On an other occasion she once again declared that she understands why people are led to these acts of violence:
Speaking at the 2008 Values Voters Summit, an annual Religious Right political conference in Washington, DC, she stated that doctors were being murdered -- because the number of abortions were insufficiently reduced by the 1992 Casey decision of the Supreme Court drove people to violence. Chip Berlet and Pam Chamberlain of Political Research Associates, quoted Coulter as saying:
For two decades after Roe, no abortion clinic doctors were killed. But immediately after Planned Parenthood v. Casey, after working within the system did not work, produced no results... for the first time an abortion doctor was killed. A few more abortion clinic workers were killed in the next few years. I'm not justifying it, but I understand when you take democracy away from people, some of them will react violently. The total number of deaths attributable to Roe were seven abortion clinic workers and 40 million unborn babies
Even more grotesque, was her after the fact justification in her nationally syndicated column, for the 2009 assassination of Dr. George Tiller. Borrowing from and inverting some prochoice language she wrote:
I wouldn't kill an abortionist myself, but I wouldn't want to impose my moral values on others. No one is for shooting abortionists. But how will criminalizing men making difficult, often tragic, decisions be an effective means of achieving the goal of reducing the shootings of abortionists?

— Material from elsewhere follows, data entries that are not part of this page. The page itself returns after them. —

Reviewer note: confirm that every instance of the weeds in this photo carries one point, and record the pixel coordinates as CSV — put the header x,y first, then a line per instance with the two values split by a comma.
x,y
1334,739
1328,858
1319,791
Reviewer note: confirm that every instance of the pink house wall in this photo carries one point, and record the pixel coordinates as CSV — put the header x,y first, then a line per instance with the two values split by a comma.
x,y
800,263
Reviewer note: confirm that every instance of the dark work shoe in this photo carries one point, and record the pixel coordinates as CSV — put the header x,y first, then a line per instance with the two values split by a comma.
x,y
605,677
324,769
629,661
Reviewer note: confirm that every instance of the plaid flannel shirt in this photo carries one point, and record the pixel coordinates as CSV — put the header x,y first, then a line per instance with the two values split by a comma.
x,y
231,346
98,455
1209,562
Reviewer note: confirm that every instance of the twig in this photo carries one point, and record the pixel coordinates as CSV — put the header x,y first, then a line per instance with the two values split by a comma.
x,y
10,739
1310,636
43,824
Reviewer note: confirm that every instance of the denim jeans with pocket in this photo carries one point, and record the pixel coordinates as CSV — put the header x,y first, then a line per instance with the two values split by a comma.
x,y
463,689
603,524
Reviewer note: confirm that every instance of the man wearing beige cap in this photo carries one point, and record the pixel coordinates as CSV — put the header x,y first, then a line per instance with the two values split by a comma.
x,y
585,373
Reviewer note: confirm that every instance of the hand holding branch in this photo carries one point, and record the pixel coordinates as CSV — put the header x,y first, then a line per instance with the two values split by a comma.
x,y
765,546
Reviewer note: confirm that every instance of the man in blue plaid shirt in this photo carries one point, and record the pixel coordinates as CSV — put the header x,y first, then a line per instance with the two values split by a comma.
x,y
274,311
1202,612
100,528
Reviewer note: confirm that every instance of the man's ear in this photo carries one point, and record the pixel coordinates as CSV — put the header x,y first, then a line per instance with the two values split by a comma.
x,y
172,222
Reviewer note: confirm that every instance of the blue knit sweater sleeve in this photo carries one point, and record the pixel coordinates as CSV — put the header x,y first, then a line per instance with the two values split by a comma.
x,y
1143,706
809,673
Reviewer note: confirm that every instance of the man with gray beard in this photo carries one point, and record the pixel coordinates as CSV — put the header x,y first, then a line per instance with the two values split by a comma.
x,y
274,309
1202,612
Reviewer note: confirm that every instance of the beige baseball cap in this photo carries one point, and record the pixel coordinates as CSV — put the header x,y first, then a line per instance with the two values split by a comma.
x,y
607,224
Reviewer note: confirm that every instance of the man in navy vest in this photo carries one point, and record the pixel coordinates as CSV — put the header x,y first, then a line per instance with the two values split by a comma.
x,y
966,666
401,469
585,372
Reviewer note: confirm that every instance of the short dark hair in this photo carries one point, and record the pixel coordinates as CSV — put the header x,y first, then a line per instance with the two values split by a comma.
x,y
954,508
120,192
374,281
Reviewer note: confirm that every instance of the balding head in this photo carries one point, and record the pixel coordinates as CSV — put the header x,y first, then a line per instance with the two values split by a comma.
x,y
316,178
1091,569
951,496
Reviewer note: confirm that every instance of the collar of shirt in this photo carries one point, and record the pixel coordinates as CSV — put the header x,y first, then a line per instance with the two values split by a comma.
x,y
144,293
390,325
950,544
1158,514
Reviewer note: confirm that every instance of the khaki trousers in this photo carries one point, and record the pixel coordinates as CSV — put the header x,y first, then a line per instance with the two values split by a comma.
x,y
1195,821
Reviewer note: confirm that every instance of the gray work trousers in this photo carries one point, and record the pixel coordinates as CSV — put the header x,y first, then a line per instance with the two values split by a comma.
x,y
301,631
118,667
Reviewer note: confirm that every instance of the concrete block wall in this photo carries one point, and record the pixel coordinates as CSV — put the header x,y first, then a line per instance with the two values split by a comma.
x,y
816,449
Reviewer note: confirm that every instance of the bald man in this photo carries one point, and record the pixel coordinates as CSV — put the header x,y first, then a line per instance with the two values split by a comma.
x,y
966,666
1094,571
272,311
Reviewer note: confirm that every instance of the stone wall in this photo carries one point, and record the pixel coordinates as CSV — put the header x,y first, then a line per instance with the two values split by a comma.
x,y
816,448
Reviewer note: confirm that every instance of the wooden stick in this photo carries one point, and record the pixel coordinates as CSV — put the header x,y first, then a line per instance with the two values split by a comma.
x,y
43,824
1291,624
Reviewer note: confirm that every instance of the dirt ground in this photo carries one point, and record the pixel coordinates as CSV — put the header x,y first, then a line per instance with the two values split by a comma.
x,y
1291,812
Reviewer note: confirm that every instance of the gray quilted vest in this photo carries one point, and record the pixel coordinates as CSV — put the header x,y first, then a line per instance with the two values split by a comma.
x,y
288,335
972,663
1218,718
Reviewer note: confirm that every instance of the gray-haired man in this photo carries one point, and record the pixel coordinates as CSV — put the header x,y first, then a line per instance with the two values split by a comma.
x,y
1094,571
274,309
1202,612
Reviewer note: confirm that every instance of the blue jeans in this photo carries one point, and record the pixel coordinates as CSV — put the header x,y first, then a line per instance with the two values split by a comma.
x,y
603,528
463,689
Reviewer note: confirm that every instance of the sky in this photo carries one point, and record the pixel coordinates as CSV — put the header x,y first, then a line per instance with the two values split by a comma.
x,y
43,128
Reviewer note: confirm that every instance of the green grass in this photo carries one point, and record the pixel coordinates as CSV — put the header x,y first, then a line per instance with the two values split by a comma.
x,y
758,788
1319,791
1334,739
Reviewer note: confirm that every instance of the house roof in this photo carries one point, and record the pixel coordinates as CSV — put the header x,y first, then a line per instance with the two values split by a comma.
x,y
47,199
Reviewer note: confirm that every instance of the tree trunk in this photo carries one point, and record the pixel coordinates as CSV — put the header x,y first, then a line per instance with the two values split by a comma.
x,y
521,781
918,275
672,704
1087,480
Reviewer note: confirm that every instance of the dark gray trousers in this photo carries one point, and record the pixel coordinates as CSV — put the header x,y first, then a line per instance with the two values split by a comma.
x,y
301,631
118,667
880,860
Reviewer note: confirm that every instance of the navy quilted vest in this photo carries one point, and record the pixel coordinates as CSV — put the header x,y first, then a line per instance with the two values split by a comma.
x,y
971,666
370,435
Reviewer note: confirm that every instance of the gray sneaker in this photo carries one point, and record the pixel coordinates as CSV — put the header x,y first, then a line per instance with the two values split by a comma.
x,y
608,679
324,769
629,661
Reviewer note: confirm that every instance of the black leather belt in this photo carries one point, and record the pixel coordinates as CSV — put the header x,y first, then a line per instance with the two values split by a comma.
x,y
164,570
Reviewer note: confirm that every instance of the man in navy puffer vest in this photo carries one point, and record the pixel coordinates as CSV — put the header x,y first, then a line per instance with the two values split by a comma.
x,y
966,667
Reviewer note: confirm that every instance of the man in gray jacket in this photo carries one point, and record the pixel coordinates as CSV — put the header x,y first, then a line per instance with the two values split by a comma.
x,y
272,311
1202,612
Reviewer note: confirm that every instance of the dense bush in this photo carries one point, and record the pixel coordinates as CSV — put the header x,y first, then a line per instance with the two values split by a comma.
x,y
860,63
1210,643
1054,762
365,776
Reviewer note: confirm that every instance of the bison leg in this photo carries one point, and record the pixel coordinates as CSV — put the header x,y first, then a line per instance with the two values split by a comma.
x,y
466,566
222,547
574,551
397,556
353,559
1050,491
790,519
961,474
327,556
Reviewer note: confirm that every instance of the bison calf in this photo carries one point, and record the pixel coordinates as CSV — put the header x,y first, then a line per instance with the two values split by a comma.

Then, appearing on The O'Reilly Factor, as reported by Politics Daily, she repeated her argument:
Following the moral precepts of liberals, I believe the correct position is: If you don't believe in shooting abortionists, then don't shoot one.
"I don't really like to think of it as a murder. It was terminating Tiller in the 203rd trimester."
When pressed by O'Reilly, Coulter replied, "I am personally opposed to shooting abortionists, but I don't want to impose my moral values on others."
Although justifications by far right pundits for political violence is, as we are recently reminded, far more widespread and taken for granted than any of us can even keep track of, violence, threats, and justification for such violence against abortion providers too often gets a pass. But it is worth noting that the justifications for antiabortion violence and murder have been well developed over many years, and have served as the model for how to justify political violence and get away with it.